1 comentário em O Movimento Passe Livre

  1. CURIOSO, para dizer o mínimo: não ter uma única chamada na página virtual do ‘MPL – São Paulo’ sobre o gigantesco escândalo da roubalheira no metrô! Será que toda essa bandalheira, desde tão longas datas, sob as asas de ‘ínsuspeitos’ governantes, não prejudicou ainda mais a qualidade do transporte público na cidade? Será? Será que não tem nenhum caroço no angu cozido pelos artífices do MPL? Será que essa temporã e doce goiaba política, se não nasceu bichada, já não foi contaminada?
    E por que será que tantos intelectuais bem pensantes, apenas entoando loas aos inéditos meios e metas, aos méritos e aos “mestres” do MPL, escrevem, escrevem, escrevem mas não chamam qualquer atenção para isso? Afinal, estão mesmo vesgos e sendo complacentes com o quê? Uma quase cegueira involuntária ou deliberada? Será que não se dão conta de que esses jovens, presumindo-se espertos jogadores, correm claro risco de serem usados como peças de um tabuleiro cujos efetivos jogadores estariam longe dos holofotes midiáticos? ESTRANHO, para dizer o mínimo!
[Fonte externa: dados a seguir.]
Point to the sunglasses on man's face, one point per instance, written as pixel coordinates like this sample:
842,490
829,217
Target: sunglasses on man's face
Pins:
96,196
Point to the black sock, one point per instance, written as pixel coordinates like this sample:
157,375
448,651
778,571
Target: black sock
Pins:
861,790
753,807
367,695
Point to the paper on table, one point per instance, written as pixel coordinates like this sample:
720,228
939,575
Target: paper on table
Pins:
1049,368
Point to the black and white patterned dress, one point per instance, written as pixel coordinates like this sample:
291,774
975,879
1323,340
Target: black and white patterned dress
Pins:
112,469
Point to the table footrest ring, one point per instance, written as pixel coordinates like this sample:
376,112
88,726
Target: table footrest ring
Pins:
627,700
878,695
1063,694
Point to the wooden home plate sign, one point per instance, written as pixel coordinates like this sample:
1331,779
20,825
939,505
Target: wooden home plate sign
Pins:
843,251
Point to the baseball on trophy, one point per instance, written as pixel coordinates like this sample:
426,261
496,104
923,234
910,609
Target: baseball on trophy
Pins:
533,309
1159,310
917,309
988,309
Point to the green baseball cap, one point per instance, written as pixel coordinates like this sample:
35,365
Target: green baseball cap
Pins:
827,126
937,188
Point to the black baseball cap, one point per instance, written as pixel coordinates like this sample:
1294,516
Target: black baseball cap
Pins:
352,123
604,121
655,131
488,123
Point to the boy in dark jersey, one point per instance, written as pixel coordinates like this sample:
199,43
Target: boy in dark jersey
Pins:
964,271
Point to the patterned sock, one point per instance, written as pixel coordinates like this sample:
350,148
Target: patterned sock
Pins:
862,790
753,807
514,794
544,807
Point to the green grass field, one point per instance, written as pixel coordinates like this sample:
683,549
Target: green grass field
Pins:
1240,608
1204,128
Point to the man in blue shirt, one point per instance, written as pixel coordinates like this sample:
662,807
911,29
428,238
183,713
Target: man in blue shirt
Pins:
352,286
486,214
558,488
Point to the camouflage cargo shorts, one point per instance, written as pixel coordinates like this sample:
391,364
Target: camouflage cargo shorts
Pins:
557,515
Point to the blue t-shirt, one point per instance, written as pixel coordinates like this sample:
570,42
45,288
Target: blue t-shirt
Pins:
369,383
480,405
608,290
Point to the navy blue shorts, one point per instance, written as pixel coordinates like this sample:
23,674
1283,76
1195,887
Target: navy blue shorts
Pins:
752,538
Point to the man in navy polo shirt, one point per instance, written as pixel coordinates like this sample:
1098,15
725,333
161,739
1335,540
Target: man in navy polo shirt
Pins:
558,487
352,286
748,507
    Guinada na primavera árabe do Egito à direita, guinada na Espanha à direita… mas esse é um tema espinhoso que sequer entra em pauta nesta e em várias outras análises sobre as manifestações populares, como se sequer se cogitasse a possibilidade de existir ocultos e poderosos interesses, aqui ou alhures, por trás das horizontalidades virtuais, dos supostos apartidarismos ou da ausência de lideranças convencionais.